飛行機の最高速度は、音速の壁を越えることができないとされていた。
エドワーズ空軍基地では、何人ものテストパイロットが挑戦し、命を散らしていた。
1947年10月。
テストバイロットたちが集う酒場「パンチョの店」で、チャック・イエーガーがスカウトを受けた。

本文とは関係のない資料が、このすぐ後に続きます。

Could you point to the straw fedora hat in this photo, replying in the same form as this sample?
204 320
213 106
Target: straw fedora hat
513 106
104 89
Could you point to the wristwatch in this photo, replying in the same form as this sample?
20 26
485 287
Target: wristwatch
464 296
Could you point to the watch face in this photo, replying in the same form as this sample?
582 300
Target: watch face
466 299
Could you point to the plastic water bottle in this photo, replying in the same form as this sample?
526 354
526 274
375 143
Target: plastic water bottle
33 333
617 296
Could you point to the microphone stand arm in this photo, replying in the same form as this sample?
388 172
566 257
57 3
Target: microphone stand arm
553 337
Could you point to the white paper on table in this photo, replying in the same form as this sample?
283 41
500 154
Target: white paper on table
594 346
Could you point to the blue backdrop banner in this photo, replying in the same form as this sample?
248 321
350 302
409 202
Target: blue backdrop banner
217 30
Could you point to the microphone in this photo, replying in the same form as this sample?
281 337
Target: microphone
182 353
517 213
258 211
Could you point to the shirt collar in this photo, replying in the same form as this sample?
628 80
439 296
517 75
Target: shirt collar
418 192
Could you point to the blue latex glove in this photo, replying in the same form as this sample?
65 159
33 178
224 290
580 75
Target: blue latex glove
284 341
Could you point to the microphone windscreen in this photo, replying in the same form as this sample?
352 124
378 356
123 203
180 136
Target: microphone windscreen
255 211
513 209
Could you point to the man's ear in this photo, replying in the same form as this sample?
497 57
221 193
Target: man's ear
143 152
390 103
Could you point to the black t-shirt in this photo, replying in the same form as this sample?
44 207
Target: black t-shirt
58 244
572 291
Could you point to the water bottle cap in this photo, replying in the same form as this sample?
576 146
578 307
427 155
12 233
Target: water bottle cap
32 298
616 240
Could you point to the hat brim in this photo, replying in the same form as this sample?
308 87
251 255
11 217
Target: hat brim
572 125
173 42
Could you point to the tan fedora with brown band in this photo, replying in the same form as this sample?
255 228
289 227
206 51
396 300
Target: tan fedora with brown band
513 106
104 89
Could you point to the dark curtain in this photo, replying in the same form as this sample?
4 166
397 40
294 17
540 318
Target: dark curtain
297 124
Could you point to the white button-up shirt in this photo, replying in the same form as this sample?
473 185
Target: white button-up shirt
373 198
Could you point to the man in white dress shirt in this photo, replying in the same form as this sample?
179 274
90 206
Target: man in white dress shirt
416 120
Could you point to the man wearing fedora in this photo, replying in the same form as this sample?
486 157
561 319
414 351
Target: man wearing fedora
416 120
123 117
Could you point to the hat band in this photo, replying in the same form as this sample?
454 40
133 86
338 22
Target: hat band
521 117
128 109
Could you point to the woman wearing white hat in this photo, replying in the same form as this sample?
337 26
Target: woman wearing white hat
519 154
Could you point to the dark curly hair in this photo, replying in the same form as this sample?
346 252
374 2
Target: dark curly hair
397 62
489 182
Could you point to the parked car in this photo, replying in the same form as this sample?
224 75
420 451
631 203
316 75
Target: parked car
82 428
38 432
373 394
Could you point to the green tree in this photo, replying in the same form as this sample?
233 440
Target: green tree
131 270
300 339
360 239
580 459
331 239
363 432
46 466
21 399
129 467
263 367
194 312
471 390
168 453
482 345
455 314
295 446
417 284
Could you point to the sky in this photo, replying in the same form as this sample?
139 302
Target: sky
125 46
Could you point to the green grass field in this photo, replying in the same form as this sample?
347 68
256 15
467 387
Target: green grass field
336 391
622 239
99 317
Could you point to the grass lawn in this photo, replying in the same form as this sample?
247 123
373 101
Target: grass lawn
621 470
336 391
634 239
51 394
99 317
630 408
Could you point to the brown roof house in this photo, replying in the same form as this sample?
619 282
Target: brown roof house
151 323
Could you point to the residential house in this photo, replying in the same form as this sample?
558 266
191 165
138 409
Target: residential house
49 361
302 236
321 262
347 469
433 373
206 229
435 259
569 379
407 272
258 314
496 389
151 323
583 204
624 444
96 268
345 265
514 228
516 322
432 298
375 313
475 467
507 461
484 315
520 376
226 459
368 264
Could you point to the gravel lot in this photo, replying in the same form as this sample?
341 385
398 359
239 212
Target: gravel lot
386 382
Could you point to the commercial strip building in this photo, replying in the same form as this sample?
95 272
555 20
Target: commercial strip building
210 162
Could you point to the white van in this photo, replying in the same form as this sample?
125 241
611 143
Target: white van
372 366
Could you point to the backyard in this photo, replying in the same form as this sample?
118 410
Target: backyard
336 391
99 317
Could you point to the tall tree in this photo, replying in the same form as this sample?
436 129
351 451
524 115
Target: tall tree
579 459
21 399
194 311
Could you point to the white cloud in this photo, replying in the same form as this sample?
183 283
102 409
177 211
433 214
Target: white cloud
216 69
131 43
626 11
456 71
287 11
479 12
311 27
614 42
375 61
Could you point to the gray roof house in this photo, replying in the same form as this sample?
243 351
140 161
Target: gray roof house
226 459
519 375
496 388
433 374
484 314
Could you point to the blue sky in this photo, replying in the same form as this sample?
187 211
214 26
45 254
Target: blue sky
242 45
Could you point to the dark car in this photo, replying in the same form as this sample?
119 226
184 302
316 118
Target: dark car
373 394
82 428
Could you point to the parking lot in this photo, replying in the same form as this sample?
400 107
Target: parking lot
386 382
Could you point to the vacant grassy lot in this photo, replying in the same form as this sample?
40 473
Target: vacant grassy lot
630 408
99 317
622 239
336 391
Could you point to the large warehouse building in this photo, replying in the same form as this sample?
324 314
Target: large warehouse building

翌日、彼は試験機ベルX-1に乗り、史上初めて音速の壁を突破した。
1953年。
テストパイロットのゴードン・クーパーが、エドワーズ空軍基地にやってきた。
飛行機の速度記録は、年々更新されていた。
抜かれたら抜き返すことの連続で、チャックは、ついにマッハ2.5に到達した。
1957年10月、ソ連が、人工衛星スプートニクの打ち上げに成功した。
先を越されたアメリカはNASAを設立して、宇宙開発競争に入った。
エドワーズ空軍基地にも、宇宙飛行士のスカウトマンが来た。
チャックは大学を出ていないので、採用されなかった。
空軍からは、ゴードンら数名が採用された。
海軍や海兵隊からも集められた。
そして、厳しい選抜試験が課せられ、七人が選ばれた。
この作品は、実話に基づいている。
命懸けでチャレンジする男たちと、帰還を待つ妻たち。